Yesterday Daimler announced it has licensed its Mobility Blockchain Platform to a brand new startup bloXmove. The new company was founded by CEO Sophia Rödiger, Daimler’s former Digital Transformation Leader and Dr. Harry Behrens, the Head of Daimler Mobility Blockchain Factory, until last month.
The startup has a grand ambition to make mobility frictionless. Most journeys involve multiple forms of transport, such as a bus and a train. Rather than buying a single ticket from every mobility provider, the idea is to have one app and a single purchase, and the details are sorted out between the businesses. To achieve this aim will require a global mobility alliance.
However, work within Daimler has understandably focused more on the automotive side. For example, together with multiple startups, it developed a hardware wallet for a car giving it a unique identity. This can be used to enable the short-term rental of cars or scooters amongst numerous other applications.
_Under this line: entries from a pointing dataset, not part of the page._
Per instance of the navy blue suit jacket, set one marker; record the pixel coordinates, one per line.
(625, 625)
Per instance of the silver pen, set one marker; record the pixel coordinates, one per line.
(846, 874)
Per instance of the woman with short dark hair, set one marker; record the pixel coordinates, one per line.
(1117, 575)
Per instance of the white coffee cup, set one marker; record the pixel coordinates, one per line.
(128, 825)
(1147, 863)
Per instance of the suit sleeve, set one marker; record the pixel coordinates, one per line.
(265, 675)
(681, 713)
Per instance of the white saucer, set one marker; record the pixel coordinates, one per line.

BloXmove views this as a digital contract solution where a mobility user, uses an app to sign a digital contract with a vehicle. The startup’s platform handles many of the contracting steps from identity and know your customer to consent and payments.
“By granting the software license, we want to make it possible for the platform to be used for other areas of application and thus to reach its full potential. I am very pleased that our successful pilot project is now being continued and further developed at bloXmove,” says Carmen Roth-Schäfer, CTO Daimler Mobility AG.
Previously, one of the most interesting blockchain trials run by Daimler Mobility was in conjunction with Boerse Stuttgart and others for the use of the public Ethereum blockchain to fund industrial machinery, vehicle fleets and energy infrastructure. The concept is that investors get paid based on usage.
Meanwhile, the blockchain consortium MOBI recently released a standard for data sharing within the mobility sector, which might be useful given bloXmove’s goal of frictionless transport. One of the use cases explored included planning for a trip that involves different modes of transportation.